Myron le explicó lo que sabía y cuando hubo terminado, Jake le dijo:
—Yo todavía no la veo, pero ya te llamaré si puedo hacer algo.
Y colgó.
Myron tuvo suerte y encontró aparcamiento a dos manzanas del hotel. Entró en el vestíbulo como si trabajara allí y subió en ascensor hasta la tercera planta. Se detuvo ante la habitación 322 y llamó a la puerta.
—¿Quién es? —oyó preguntar a Deanna Yeller con voz alegre y cantarina.
—El botones. Alguien le envía flores —dijo Myron.
Deanna Yeller abrió la puerta de golpe y con una amplia sonrisa en el rostro. Igual que la primera vez que se habían visto. Cuando vio que no había flores y, más concretamente, cuando vio a Myron, la sonrisa se desvaneció de súbito. También como en la anterior ocasión.
—¿Está disfrutando de su estancia? —dijo Myron.
—¿Qué quiere? —dijo Deanna Yeller sin molestarse en ocultar su exasperación.

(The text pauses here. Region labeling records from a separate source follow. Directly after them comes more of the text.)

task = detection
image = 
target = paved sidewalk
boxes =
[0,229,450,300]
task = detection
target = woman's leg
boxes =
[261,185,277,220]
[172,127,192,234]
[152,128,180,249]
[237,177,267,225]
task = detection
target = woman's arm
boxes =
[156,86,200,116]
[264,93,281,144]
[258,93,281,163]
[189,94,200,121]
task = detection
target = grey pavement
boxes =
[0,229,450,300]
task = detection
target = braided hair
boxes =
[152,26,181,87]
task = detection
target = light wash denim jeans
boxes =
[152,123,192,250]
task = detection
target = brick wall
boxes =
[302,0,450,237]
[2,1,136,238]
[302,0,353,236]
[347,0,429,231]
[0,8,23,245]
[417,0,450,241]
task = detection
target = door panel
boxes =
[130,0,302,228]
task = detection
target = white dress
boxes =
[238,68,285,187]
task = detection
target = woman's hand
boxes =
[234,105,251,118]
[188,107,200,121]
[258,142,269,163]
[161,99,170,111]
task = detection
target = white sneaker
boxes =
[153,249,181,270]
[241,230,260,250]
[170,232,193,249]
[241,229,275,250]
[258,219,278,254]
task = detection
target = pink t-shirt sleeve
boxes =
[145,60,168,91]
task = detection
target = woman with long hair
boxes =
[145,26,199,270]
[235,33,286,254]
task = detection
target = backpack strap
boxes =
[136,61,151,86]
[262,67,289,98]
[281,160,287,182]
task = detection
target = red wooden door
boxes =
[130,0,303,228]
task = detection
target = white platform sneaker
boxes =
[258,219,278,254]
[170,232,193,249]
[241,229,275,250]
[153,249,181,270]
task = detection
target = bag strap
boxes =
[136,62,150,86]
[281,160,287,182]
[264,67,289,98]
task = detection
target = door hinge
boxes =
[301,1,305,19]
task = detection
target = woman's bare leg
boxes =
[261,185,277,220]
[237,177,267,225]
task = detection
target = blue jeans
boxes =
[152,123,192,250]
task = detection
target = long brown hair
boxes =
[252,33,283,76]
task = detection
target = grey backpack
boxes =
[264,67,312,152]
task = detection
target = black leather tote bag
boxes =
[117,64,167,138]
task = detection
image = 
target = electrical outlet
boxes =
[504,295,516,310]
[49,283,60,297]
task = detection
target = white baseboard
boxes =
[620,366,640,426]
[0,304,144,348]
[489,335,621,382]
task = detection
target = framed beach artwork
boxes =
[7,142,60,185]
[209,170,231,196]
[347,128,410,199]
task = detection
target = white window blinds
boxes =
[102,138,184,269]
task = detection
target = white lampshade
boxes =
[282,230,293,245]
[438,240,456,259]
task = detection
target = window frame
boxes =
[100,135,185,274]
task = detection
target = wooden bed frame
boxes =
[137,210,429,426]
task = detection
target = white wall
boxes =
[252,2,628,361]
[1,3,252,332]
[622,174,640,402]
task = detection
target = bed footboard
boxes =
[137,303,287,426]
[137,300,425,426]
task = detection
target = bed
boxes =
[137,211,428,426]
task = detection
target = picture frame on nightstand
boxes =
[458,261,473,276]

—Me cuesta creer que haya venido a la ciudad sin llamarme. Cualquier hombre menos maduro que yo se habría sentido ofendido.
—No tengo nada que contarle —dijo mientras empezaba a cerrar la puerta.
—¿A qué no sabe con quién he hablado hace muy poco?
—Me da igual.
—Con Lucinda Elright.
La señora Yeller se detuvo en seco. Myron aprovechó la confusión de Deanna para colarse por la abertura.
—¿Quién ha dicho? —dijo Deanna al recuperarse de la impresión.
—Lucinda Elright, una de las profesoras de su hijo.
—No recuerdo a ninguna de sus profesoras.
—Uy, pues ella si que se acuerda de usted. Y me ha dicho que usted fue una madre maravillosa para Curtis.
—¿Y?
—También me ha dicho que Curtis era muy buen alumno, uno de los mejores que había tenido. Me ha dicho que le esperaba un futuro brillante. Y que nunca se metía en problemas.
—¿Qué quiere decirme con todo esto? —dijo Deanna Yeller poniéndose la mano en la cadera.
—Su hijo no tenía antecedentes. Tenía un expediente escolar impecable, ni un solo castigo o nota de atención. Era uno de los mejores alumnos de su clase, posiblemente el mejor. Usted vivía pendiente de él. Fue una madre excelente y crio a un chico excelente.
Deanna Yeller apartó la mirada. Podría haber estado mirando por la ventana, de no ser porque las persianas estaban bajadas. El televisor encendido emitía un suave murmullo. En ese preciso instante pasaban un anuncio de camionetas en el que salía un actor de teleseries. Un actor de teleseries anunciando camionetas, ¿a qué lumbrera se le habría ocurrido semejante combinación?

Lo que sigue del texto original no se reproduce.